Everyone wants the best of their future spouse, and when it comes to an engagement ring, this usually means the clearest stone possible.
As a diamond dealer you learn a lot from people and their take on clarity: how prepared they are to have this natural birthmark in their lives. However, much like relationships, it is not the man who picks the stone that looks perfect on paper that wins, but the man who goes for the stone that fits them the best that will have a lasting and happy marriage.
Let me explain.
Just like there can be a good premier league footballer and a bad premier league footballer, there can be good SI1s, for example, and bad SI1s. A good SI1 is having a small gathering but their new owners are never going to find out, it’s a tiny dirty shoe print on the cream carpet right in the corner of the living room, left by Tom as he came in from the garden. A bad SI1 is Sam throwing up in the middle of the living room, you manage to clean it up but it is definitely going to be noticed by your parents, however both are still graded SI1.
You are staring to see how important it is to actually have a professional look for a stone for you now, instead of blindly following those Wikipedia acronyms you don’t really understand.
Another great way of explaining the internally flawless men away from their deluded search for perfectionism is cost.
Everyone likes to feel like they have got a good deal, especially when buying jewellery. One of the biggest fears couples have when choosing a ring is if they’re getting ripped off, they have no idea of the actual market cost and so they tend to jump when that man in the dodgy shop at the end of the road offers them a diamond with the same specifications as the one you saw up the road but for £500 less. That’s it. They think they have won. They have beaten the system no other couple could navigate.
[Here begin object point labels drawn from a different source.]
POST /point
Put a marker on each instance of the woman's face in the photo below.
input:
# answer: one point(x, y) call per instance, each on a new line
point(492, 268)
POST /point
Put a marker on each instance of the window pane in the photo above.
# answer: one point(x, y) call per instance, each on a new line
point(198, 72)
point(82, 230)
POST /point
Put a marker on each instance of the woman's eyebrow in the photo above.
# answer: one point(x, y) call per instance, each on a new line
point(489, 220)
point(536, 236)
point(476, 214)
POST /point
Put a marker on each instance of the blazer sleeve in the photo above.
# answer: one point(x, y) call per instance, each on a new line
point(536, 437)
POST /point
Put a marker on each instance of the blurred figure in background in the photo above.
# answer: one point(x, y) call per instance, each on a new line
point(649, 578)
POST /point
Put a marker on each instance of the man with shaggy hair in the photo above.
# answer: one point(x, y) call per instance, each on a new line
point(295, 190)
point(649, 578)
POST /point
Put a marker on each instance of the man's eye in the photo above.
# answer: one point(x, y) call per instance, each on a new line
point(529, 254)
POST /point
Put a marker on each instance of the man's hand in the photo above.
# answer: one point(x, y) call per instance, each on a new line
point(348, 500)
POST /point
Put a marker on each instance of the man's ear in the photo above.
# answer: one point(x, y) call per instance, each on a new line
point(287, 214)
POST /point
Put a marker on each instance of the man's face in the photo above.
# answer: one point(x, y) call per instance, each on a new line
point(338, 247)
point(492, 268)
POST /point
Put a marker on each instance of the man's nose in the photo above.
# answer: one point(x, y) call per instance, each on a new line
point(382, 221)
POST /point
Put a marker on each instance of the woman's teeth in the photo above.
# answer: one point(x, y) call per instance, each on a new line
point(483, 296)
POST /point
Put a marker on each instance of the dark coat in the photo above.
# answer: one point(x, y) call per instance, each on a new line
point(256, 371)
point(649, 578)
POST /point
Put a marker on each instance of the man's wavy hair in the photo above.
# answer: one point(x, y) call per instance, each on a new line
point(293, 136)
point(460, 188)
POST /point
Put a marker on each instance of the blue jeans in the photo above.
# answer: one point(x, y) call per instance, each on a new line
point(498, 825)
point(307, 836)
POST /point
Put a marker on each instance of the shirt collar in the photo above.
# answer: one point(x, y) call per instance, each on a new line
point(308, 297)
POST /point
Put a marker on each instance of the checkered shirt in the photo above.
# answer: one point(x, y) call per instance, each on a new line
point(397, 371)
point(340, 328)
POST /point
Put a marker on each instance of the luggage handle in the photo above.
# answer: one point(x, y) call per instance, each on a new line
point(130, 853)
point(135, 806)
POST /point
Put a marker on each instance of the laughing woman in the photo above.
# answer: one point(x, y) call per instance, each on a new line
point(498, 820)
They are VICTORIOUS!
Wrong.
Sadly this could not be further from the truth. This couple has actually just fallen victim to a system designed to hoodwink and confuse. They have bought an SI1, however this SI1 is the puke in the living room in in fact they have done far worse for themselves.
Equally the man who plonks himself down and declares that nothing less than a VVS will do, will get a nasty surprise when the image of his 1ct stone suddenly diminishes to a 0.60ct. You see diamonds are a constant weighing scales, if you go up on one ‘C’ you either have to go down on the other, or up on the silent 5th C: COST.
Here I try to calmly explain that a VS, or even an SI stone would mean a bigger carat weight, that no one (aside from me…god help my boyfriend) will actually look at this stone under a loupe, the inclusion will never be seen and the future bride will likely be much happier with a larger stone.
Some people listen to me and take my advice on board, we begin to compromise and I will show them stones they never thought they could afford.
Others look at me explain but I can see all they hear coming from me is a high pitched buzz, I genuinely may as well be singing the Post Man Pat theme tune. Sadly this is a result of bad trading in the diamond industry, because customers are not confident with their knowledge and maybe don’t trust that as a retailer we aren’t trying to pull the wool over their eyes, they stick firmly to what Google has told them. As a result they leave with the stone that they came for but definitely have passed up better opportunities.
At the end of the day I cannot really blame the customer, as the diamond trade has been built on dodgy foundations but I do wish sometimes I could have just showed them something different.
But does it really matter so long as the customer leaves happy? Probably not.